Housing is one of the battlegrounds in this fight for De Wallen. Its central location, not to mention seven hundred years of history and famous architecture, make it a highly desirable area. Last March, Amsterdam lost a court bid to ban Airbnb rentals from its inner city. In the end, property owners were limited to renting out their homes for up to thirty days a year. Yet it seems misleading to place the blame solely on Airbnb, given that amsterdam&partners, the city’s tourist, marketing, and business lobby, represents the hotel industry and Booking.com, the Dutch-founded hotel-reservation platform. According to amsterdam&partners the city opened eight new four- and five-star hotels and created twenty-five hundred new rooms over the last two years. A moratorium on new hotel construction has now been ordered.
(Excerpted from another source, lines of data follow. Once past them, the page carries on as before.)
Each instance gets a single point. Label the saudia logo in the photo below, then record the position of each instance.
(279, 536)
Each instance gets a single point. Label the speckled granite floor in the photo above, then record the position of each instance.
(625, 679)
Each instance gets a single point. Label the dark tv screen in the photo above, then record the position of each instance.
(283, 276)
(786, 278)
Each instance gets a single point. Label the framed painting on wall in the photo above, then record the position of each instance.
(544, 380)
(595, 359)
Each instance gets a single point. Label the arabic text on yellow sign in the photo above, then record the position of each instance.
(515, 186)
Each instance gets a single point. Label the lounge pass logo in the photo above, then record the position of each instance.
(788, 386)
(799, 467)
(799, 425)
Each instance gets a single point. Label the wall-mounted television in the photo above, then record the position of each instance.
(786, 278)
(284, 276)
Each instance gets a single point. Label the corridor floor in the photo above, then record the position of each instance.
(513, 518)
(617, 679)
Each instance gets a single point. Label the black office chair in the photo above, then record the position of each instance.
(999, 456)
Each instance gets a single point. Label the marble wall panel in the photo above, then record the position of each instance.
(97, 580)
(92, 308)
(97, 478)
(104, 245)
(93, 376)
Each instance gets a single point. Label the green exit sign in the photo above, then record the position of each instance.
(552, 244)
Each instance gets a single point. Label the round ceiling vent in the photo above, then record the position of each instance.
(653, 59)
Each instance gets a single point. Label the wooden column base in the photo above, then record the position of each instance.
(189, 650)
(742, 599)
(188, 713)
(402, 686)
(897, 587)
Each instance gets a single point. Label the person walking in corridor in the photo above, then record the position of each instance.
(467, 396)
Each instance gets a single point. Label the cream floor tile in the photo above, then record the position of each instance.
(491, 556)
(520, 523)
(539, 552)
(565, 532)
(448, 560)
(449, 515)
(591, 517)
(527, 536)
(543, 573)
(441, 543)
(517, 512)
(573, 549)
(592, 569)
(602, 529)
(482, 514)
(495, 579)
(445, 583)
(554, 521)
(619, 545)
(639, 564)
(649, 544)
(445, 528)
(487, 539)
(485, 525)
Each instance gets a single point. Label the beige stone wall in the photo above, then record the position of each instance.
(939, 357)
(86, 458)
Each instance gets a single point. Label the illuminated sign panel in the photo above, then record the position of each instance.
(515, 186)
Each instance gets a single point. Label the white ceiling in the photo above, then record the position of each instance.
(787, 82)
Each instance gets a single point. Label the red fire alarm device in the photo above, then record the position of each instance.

After meeting Zeeger, I joined Zef Hemel, Amsterdam’s former senior planner, who took me to Leidseplein Square, on the edge of the inner city, where the hundred-year-old Hirsch building is now home to an Apple store. We watched tourists take selfies on the nearby historic Dam Square, outside the Royal Palace. A Dior luxury clothing store will soon replace a Dutch bank. Hemel had similar stories to tell about many buildings.

He feels that bad policy and decision-making has accelerated what he views as the inner city’s decline. A prime example is the so-called “red carpet” metro line, Amsterdam’s beleaguered north-south city rail project that cost an estimated $3.3 billion, twice the initial budget, and opened seven years later than planned. The idea behind the project was to build underground, decluttering the street and creating larger spaces for pedestrians and cyclists; however, it has simply directed more people to Amsterdam Centraal Station, which is walking distance from De Wallen. “No one considered the impact of all this,” Hemel told me. “They said too many were going to the city center, then they made it even easier for people to go there, to visit the red-light district.” The more fundamental issue, as he sees it, is that the city center no longer serves its residents. “This place has lost its soul,” he reflects. “As citizens, they wonder what the future of the historic inner city will be if it is no longer used as a communal space. If it still functions mainly as an amusement park, like Disneyland, what use to them is it?”

Indeed, De Wallen has become a simulacrum. Those hard-fought battles for inclusivity and acceptance, the hidden underworld with its vice and violence—all that has been commodified and repackaged as a dazzling amusement park for Instagrammers and lads on a weekend romp to the vomitorium. Meanwhile, sex workers are being turned into outsiders within the city’s old walls. “Amsterdam is known for its sex, drugs, and rock and roll,” Brenda told me. “Why change that?”